I'm doing some exercises to the topic DFA and noticed, that most solutions I could find to a specific language do not look like my own solution to it and I'm kinda confused. The condition of the L is {w| w is any string in a∗b∗} and my DFA looks like this:
Most comparable solutions I could find merged q3 and q4 to one state with the possibility to add a and b at the and in any order and amount. I couldn't figure out how ab would allow it. In my mind ab means, that strings like a, ab, aab, abbb would be accepted but aba for example not. Am I wrong? Could anyone explain this to me, please?
The DFA you made is perfectly alright.
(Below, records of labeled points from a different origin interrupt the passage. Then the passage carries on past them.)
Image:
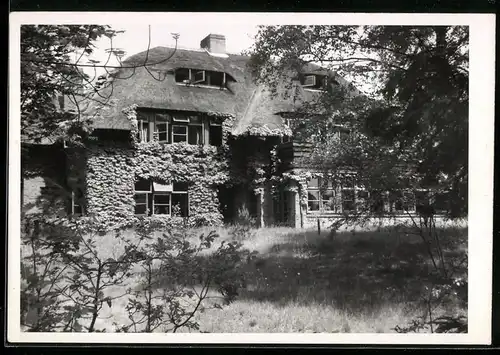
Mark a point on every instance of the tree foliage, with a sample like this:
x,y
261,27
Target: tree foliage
x,y
50,57
413,113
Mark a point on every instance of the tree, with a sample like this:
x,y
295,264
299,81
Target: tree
x,y
415,114
409,131
50,58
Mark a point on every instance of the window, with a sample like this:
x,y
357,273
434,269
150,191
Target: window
x,y
161,203
180,201
314,81
421,200
281,206
152,198
402,202
201,77
348,195
179,133
142,195
377,201
195,133
321,196
161,131
142,130
313,195
183,75
178,127
77,201
441,202
215,134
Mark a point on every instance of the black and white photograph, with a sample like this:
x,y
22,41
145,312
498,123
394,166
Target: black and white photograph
x,y
233,174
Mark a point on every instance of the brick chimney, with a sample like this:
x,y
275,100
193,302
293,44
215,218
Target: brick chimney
x,y
214,43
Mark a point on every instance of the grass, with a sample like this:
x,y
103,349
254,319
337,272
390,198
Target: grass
x,y
357,282
304,282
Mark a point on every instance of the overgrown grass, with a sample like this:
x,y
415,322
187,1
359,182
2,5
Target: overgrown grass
x,y
301,281
357,282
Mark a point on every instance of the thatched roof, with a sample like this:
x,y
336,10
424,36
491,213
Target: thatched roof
x,y
145,91
252,105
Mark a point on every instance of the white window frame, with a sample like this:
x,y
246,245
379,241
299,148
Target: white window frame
x,y
200,80
175,192
143,192
180,118
158,132
169,194
74,205
143,130
179,134
309,84
353,188
321,189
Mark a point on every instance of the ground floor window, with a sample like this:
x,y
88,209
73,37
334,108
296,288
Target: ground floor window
x,y
77,201
152,198
323,196
282,206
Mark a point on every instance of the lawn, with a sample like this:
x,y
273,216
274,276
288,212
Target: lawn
x,y
302,281
357,282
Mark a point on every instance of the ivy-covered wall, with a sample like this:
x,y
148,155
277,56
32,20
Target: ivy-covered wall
x,y
113,167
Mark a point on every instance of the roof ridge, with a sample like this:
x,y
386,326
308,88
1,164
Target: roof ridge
x,y
250,101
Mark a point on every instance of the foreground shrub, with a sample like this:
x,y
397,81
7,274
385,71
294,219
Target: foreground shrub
x,y
68,278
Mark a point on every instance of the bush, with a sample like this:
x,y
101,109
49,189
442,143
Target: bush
x,y
67,279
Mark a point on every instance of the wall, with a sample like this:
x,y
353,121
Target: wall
x,y
112,170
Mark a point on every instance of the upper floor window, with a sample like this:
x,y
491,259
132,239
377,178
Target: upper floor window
x,y
177,128
152,198
201,77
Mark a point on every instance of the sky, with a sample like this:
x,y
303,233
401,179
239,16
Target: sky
x,y
239,37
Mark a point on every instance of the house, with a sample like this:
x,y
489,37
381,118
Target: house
x,y
192,138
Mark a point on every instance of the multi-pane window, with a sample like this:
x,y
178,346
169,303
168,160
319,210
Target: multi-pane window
x,y
178,127
321,195
215,134
348,194
377,201
281,206
421,200
402,201
201,77
180,200
77,201
142,130
179,133
153,198
195,131
440,202
313,81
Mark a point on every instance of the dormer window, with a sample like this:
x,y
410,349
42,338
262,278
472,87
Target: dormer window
x,y
178,127
201,77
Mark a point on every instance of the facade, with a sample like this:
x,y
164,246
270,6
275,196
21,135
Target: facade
x,y
193,139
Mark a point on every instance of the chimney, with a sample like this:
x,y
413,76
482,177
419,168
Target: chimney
x,y
214,43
Note that the language $L$ consists of four classes of substrings: $$L_1=\{\epsilon\}$$ $$L_2=\{a, aa, aaa, \dots\}$$ $$L_3=\{b, bb, bbb, \dots\}$$ $$L_4=\{ab, aab, abb, aaab, aabb, abbb, \dots\}$$ The state $q_0$ detects $L_1$, $q_1$ detects $L_2$, $q_2$ detects $L_3$, and $q_3$ detects $L_4$. Every other string is sent to the trap state $q_4$. One simplification you could make is reduce the number of states by using a single state to recognize both the substrings $L_3$ and $L_4$.